Улыбка у подножия лестницы - [4]
— Только сегодня! Позвольте мне выйти сегодня, — горячо заговорил он. — Клянусь, я вас не подведу! Вы не пожалеете… Я отработаю… сколько скажете! Неделю, месяц, полгода! Я так давно мечтал об этом… Прошу вас, не отказывайте мне…
Огюст сидел перед зеркалом. Вернулась давняя привычка подолгу всматриваться в свое отражение перед тем, как начать гримироваться. Так ему было проще вживаться в роль. Он смотрел на печальное лицо зеркального двойника и вдруг начинал быстрыми движениями стирать его и наносить новый образ. Тот, который знала публика и который она принимала за настоящее лицо Огюста. На самом деле настоящего Огюста не знал никто, даже его друзья… Впрочем, и друзей-то у него не было. За славу приходилось расплачиваться одиночеством.
Он вспомнил вечера, проведенные в маленькой, похожей на эту гримерке. И неожиданно понял, что жизнь, которую он так ревниво оберегал, меняя маски, чтобы не дай бог никто не разглядел его подлинные черты, была вовсе не жизнью, даже не тенью жизни. Так, суета да маета… Настоящая жизнь началась в тот день, когда он нанялся в работники в бродячую труппу. Все ненужное, наносное развеялось как дым. Огюст даже не заметил, когда это произошло. Он делал то, что было нужно в данный момент, наравне со всеми — и был счастлив этим. Сегодня он выйдет к зрителям не как любимец публики Огюст, а как безвестный коверный Антуан. Обойденный славой, тот тянул свою лямку и относился к цирку не как к искусству, а как к ремеслу. Зрители платили ему за это снисходительным равнодушием, едва ли замечая разницу между ним и дрессированным тюленем.
Огюст вдруг встрепенулся. Он успел привыкнуть к тихой и спокойной жизни. Не дай бог, его узнают! То-то поднимется переполох! От него так просто не отстанут, за ним начнется настоящая охота, придется объяснять свое исчезновение, отбиваться от уговоров вернуться в суматошный мир vedettes3. Кто знает, как далеко может зайти публика, у которой отняли любимую игрушку, клоуна, кумира! С нее станется и растерзать виновника на части. А Огюст был и кумиром, и виновником…

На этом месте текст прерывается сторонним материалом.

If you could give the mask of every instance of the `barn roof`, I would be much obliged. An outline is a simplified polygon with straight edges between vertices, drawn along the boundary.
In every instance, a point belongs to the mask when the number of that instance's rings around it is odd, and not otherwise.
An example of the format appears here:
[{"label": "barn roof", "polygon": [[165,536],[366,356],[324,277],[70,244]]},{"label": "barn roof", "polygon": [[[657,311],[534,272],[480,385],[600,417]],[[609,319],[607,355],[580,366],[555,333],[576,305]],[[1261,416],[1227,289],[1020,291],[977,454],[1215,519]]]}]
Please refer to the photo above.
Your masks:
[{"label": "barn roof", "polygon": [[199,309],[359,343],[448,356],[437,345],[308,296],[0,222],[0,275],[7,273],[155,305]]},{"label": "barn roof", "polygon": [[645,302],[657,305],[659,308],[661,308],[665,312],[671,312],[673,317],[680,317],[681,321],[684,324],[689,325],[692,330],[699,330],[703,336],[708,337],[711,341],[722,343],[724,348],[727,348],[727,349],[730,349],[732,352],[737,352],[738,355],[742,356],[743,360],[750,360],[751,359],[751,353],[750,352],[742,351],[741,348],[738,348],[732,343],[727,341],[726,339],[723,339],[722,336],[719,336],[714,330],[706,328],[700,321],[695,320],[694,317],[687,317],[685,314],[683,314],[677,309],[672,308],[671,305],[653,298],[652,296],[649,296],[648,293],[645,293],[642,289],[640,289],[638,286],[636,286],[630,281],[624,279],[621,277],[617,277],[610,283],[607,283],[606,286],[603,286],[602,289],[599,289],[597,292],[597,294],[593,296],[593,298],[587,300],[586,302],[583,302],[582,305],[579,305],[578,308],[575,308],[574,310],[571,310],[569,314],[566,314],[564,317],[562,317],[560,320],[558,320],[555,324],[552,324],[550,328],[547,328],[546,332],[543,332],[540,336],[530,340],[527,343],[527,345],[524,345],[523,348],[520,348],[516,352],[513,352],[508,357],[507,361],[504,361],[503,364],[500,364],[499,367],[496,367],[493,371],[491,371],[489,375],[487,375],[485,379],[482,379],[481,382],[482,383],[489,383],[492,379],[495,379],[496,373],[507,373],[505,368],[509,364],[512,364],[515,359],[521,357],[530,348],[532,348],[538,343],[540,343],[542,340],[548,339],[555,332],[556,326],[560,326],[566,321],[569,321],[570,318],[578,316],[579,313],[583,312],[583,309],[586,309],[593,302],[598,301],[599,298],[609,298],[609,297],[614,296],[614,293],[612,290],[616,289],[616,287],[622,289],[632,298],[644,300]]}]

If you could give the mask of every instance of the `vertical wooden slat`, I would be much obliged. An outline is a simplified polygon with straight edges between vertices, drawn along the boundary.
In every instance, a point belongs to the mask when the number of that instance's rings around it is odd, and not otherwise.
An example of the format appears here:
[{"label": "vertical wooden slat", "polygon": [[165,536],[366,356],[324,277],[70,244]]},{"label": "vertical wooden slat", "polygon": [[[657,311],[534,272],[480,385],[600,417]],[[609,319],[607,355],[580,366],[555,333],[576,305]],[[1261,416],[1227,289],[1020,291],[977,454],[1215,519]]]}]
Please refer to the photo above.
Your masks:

В дверь постучали. Перекинувшись с вошедшим парой фраз о предстоящем выступлении, Огюст справился об Антуане.
— Ему лучше?
— Наоборот, — последовал мрачный ответ. — Никто ничего не понимает. Может, зайдешь к нему перед выходом, а?
— О чем разговор! Только догримируюсь…
Антуан беспокойно метался на постели. Склонившись над изголовьем, Огюст осторожно тронул бессильно свешивающуюся с одеяла руку:
— Бедняга, чем тебе помочь?
Антуан уставился на него долгим пустым взглядом… Он смотрел так, словно перед ним было зеркало. Огюст понимал, что творится у того на душе.
— Это я, Огюст.
— Я узнал тебя, — прошептал больной. — Это ты… А мог быть и я. Никто не заметил бы разницы. Но ты знаменитость, а я как был ничтожеством, так им и останусь.
— Знаешь, давеча и я думал примерно так же. — Губы Огюста тронула горькая усмешка. — Не бери в голову. Это все пустое. Маскарад. Немного краски, парик, шутовской балахон… И все, тебя нет. Все мы ничтожества. И вместе с тем человеки. Они вовсе не нам хлопают, а себе. Дружище, я хочу сказать тебе то, что сам недавно понял. Главное — оставаться собой. Это великое искусство. Как? В том-то и закавыка. Это самое трудное, потому что не требует от тебя никаких усилий. Не нужно никому и ничему подражать, не нужно строить из себя мудреца или корчить недоумка… Понимаешь, о чем я? Надо просто говорить своим голосом и заниматься… э-э-э… любимым делом. Ничего не происходит просто так, во всем заложен смысл. Поверь, простая улыбка, адресованная тебе, ничуть не хуже хохочущих рож, пусть даже они хохочут благодаря твоему искусству. Каждому свое. Некоторым для счастья довольно и улыбки. Можно быть счастливым, расчищая уличную слякоть. Главное — чтоб об этом никто не догадался. Потому что стоит им раскрыть твою тайну, пиши пропало! Тебя втопчут в ту самую слякоть, позабыв, что по чистому тротуару ходить куда приятней. Обвинят во всех смертных грехах. Начнут пенять на твою гордыню. Толпа снисходительна, лишь пока считает, что она тебя осчастливила. Что-то, дружище, я совсем разболтался. В общем, я хотел сказать, что сегодня ты сделал мне подарок. Сегодня я сыграю тебя, оставаясь собой. Это больше, чем быть просто собой, compris4?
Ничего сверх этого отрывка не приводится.